Re-Cycle
RE-CYCLE
(GWAI WIK) 2006

Directors: Danny Pang & Oxide Pang

Reviewed by Paghat the Ratgirl



Author Ting-yin (Angelica Lee; aka, Sinje Lee) has finished her love story trilogy & has had a film made of one volume. Her current project is a supernatural novel, & as she progresses, ghosts seem to be invading her life.

Re-CycleRe-Cycle (Gwai wik, 2006) from those twins Danny & Oxide Pang confirms their leading status as masters of cinematic weird fiction. Excellent cast & unsettling storyline gives Re-Cycle a classy feeling, even as the story that unfolds becomes increasingly wacky.

Ting-yin's old flame, who inspired her romantic trilogy, has returned after eight years to muck with her emotions. The soap opera bits work well in establishing character, but soon the film will be anything but soap. It'll come closer to being a surreal video game.

One day she steps out of the elevator into a garage & finds herself entering a post-apocolyptic world, pursued by the weirdest damned spirits. She flees toward what appears to be a sheer eternal cliff at the edge of the world.

The crumbling city of wasted ghosts or burnt zombies & broken stairways & horrific carnival rides make an extreme, creepy, baroque nightmare environment that defies reason & yet has dreamlike familiarity. The Pangs are brilliant at making something comprehensible out of the chaotic.

It's a world where abandoned thoughts & creations are recycled. Ting-yin has gained acess through her own discarded rough drafts for her novel in progress.

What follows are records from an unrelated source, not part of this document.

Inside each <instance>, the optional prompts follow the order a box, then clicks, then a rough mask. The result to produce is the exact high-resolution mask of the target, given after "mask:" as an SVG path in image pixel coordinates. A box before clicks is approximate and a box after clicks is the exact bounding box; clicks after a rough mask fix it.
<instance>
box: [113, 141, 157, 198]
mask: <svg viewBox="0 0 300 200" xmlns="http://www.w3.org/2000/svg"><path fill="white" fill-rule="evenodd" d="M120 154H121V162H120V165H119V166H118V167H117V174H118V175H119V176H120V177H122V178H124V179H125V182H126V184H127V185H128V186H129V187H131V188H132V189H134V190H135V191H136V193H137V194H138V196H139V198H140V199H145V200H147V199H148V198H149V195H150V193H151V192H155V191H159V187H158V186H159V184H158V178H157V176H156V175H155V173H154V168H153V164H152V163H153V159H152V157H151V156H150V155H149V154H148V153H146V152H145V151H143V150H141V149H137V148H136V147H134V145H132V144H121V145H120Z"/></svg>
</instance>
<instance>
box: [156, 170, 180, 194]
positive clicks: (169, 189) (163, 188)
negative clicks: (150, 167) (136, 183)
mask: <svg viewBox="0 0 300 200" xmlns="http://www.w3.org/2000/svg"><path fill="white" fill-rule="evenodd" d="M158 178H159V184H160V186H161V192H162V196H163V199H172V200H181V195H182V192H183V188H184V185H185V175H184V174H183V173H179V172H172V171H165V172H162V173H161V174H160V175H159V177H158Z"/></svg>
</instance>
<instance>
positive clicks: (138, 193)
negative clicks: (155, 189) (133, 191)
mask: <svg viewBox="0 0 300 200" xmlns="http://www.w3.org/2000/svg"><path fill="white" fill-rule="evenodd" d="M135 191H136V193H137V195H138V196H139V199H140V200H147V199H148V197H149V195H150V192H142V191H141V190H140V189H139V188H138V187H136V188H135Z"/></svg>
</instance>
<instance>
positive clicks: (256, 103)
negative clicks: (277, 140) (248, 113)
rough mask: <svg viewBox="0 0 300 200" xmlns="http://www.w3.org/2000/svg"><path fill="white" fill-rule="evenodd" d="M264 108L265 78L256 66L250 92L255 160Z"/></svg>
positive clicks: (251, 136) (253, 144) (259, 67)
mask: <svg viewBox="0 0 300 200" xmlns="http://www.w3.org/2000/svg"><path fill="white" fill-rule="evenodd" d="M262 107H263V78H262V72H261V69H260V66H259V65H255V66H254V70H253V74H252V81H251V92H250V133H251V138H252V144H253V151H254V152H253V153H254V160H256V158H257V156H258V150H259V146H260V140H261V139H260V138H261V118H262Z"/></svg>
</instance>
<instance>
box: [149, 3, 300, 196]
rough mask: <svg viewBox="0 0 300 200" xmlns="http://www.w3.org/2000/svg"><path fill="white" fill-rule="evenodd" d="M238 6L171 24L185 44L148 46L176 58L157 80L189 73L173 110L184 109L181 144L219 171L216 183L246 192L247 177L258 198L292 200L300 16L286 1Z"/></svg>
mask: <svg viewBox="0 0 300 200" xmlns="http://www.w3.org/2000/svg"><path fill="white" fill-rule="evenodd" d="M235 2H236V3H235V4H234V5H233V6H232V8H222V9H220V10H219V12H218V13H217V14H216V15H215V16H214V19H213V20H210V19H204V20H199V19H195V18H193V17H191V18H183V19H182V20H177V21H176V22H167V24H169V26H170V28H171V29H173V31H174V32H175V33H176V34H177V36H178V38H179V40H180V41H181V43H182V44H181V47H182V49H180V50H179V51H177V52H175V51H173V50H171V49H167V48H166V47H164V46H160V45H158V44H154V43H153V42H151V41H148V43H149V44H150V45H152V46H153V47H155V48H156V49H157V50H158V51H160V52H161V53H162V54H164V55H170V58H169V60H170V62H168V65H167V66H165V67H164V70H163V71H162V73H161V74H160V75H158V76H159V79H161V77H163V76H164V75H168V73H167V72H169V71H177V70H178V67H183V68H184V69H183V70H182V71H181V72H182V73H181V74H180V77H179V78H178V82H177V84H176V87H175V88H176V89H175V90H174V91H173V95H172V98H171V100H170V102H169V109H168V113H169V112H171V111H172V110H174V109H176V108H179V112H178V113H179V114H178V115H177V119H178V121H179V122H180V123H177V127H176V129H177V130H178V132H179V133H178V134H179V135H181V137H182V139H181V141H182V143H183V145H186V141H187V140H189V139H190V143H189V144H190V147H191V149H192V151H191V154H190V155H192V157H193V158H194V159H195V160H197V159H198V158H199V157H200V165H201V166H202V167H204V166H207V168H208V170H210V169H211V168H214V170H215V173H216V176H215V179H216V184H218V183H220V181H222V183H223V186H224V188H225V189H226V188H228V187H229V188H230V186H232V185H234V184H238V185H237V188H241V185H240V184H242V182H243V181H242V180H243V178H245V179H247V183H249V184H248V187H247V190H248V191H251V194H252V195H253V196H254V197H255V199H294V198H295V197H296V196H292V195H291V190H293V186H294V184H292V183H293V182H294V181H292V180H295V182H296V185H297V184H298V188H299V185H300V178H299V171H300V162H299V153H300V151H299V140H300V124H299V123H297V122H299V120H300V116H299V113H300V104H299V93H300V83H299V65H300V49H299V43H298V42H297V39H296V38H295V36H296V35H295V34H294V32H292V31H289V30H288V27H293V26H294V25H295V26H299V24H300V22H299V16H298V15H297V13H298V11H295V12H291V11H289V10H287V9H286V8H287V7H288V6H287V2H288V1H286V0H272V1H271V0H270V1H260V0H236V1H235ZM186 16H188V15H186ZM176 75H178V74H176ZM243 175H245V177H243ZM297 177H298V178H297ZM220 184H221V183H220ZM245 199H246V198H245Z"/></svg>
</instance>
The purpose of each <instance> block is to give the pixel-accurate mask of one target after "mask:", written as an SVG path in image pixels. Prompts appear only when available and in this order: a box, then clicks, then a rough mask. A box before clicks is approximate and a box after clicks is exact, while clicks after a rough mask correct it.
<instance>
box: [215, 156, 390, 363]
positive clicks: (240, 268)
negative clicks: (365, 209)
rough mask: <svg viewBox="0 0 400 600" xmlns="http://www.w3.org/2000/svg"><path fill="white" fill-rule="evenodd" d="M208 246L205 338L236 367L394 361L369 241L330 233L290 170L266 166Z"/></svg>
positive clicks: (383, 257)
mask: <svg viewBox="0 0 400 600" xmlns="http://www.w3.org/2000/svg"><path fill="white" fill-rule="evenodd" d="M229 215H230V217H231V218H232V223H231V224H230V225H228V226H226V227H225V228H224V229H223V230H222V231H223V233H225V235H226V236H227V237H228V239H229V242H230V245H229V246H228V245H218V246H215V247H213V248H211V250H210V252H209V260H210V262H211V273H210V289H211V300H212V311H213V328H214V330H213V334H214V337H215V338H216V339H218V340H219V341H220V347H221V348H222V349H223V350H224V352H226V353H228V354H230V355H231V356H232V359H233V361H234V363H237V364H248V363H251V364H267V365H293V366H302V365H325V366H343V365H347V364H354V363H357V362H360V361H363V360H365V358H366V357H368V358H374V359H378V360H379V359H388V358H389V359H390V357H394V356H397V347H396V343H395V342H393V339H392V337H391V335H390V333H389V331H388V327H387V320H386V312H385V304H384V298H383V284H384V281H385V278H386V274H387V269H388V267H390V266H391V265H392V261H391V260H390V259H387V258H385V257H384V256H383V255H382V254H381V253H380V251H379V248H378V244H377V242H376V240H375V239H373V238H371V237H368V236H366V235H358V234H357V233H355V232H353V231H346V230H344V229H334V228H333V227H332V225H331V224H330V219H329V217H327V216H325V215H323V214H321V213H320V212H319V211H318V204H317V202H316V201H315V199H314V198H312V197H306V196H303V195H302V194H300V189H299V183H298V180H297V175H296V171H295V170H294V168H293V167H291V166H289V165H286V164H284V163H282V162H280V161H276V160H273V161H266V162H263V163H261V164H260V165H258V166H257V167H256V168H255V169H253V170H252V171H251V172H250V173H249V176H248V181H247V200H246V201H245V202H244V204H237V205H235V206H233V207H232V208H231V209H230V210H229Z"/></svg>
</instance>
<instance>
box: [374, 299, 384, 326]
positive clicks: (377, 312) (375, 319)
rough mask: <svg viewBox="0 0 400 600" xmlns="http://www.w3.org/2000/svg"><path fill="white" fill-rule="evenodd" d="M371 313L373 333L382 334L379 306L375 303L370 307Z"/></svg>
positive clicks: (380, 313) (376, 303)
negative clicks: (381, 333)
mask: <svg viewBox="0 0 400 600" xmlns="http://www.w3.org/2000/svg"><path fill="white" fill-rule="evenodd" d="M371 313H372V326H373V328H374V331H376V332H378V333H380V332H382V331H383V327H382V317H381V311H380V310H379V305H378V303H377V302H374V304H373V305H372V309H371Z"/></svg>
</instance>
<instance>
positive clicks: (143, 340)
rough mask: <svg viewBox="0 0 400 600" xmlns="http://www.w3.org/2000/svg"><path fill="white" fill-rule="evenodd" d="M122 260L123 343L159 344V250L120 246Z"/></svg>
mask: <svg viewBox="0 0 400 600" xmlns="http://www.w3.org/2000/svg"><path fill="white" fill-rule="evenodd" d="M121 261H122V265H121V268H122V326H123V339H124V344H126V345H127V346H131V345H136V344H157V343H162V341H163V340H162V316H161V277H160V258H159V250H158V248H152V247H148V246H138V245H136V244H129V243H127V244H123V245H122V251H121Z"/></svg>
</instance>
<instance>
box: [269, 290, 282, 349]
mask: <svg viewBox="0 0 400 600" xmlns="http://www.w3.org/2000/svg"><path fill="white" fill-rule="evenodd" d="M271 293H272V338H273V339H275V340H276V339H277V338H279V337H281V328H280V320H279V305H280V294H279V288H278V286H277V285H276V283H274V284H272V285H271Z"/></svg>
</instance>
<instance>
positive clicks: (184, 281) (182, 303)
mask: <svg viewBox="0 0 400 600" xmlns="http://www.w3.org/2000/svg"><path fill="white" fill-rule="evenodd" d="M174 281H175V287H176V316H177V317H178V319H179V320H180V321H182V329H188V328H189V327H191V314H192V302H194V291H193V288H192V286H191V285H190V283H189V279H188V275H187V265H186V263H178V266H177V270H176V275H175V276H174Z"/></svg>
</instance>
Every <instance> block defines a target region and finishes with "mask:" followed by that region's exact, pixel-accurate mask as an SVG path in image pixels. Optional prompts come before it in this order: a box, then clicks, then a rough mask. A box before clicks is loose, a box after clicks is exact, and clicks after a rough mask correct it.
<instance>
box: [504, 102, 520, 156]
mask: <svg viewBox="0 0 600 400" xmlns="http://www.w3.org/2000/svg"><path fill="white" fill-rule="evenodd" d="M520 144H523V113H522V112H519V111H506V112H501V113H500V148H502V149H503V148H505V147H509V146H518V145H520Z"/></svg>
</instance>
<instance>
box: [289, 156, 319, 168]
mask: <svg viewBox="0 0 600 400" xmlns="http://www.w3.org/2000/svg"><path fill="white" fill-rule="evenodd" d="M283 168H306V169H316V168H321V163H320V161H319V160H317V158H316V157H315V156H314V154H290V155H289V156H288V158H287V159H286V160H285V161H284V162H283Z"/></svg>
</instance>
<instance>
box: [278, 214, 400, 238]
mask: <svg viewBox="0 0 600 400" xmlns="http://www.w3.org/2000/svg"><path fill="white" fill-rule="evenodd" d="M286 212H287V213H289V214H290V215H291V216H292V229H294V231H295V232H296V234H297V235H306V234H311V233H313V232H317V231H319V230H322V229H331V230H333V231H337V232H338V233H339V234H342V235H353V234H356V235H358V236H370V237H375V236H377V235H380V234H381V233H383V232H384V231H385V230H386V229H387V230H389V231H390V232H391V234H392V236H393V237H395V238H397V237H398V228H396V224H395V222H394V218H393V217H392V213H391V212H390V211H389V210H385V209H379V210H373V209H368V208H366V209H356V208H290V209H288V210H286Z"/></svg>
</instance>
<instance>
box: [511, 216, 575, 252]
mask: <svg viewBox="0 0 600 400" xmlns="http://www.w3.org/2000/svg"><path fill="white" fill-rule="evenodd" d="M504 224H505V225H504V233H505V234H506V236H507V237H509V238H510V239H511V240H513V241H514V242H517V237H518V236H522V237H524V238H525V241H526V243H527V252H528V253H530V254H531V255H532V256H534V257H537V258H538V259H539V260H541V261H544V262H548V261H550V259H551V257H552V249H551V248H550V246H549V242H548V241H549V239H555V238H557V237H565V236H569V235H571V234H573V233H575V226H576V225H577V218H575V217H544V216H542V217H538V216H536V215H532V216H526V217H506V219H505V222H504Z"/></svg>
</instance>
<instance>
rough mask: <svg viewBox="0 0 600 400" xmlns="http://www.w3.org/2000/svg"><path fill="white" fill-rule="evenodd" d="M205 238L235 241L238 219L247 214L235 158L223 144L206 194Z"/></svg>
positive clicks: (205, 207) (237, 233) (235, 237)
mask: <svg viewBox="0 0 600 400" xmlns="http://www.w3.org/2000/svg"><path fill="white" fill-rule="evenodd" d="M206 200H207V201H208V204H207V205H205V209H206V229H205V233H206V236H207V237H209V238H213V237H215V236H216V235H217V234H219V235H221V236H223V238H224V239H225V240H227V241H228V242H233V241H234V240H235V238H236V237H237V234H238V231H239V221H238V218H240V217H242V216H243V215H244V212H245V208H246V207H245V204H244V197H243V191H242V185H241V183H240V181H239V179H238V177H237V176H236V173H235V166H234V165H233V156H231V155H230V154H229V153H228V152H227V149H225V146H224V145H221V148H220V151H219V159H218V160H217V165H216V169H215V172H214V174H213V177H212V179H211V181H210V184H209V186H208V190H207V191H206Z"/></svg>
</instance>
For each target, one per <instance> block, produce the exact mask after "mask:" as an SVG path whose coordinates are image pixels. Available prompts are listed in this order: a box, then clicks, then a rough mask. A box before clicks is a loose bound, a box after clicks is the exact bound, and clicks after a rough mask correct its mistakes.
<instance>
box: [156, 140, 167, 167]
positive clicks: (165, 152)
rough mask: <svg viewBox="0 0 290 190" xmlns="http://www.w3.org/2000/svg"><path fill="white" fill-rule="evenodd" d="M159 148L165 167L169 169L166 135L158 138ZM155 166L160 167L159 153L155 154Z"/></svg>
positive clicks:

Periodically the world of re-cycled creativity erodes into nothingness, & she must not remain in this world too long or she, too, may erode amidst discarded thoughts & objects & people.

Attacked by hanged zombies with stretched out necks, a child rides io her rescue on a giant toy horse, leading her into another realm of broken forgotten or discarded toys, here rendered monstrous in size.

Re-CycleTo get back to the living world, the little girl explains, Ting-yin will have to find the place called "Transit." As the place of toys begins to erode, she & the child barely escape into the world of forgotten & discarded books.

Spirit guides like the child & her ghost-uncle (Lau Siu-Ming) assist Ting-yin on her quest for Transit.

But she falls into the giant womb of discarded fetuses, inhabited by half-formed & monstrously deformed babies that cry & watch her until the little girl spirit guide manages to get her out.

That segment comes off as an anti-abortion tirade & loses its story focus. Indeed, because each zone is like stepping through a series of gothic sets or paintings, or a cavalcade of surrealism while plot & story are otherwise on hold, it does get a tiny bit tedious after a while having random momentum rather than any sense of inevitably moving forward.

Our heroine begins to lose her sense of identity, feeling increasingly like a character trying to escape from the drafts of her own book, & not the actual author. So much of the film is artfully constructed of CGI, so that at times it feels like it should be regarded as anime with live actors inserted, an imaginative & effective mix.

The Pangs have done well what many modern young directors do badly. They rely on CGI; they create fantasy worlds with "rules" as though they have mistaken cinema for a game of Dungeons & Dragons; or they make the film look like a video game, weaving through a maze of strangeness to the winning-point of Transit.

And Re-Cycle does become much more video game than storytelling at times, a flaw since watching a video game is just not as involving as playing one. Still, the Pangs have done more with it than one might expect.

With these ingredients, ninety-nine out of a hundred directors would end up with a childish film, but the Pangs make it work. Finding, & trusting, meritorious actors is a great part of their success. A performance with conviction can make the absurd reasonable, the spectacle personal, with suspenseful result. They haven't made walking around in computer-art quite as human & real as Terry Gilliam has managed, but they're leaning in that direction.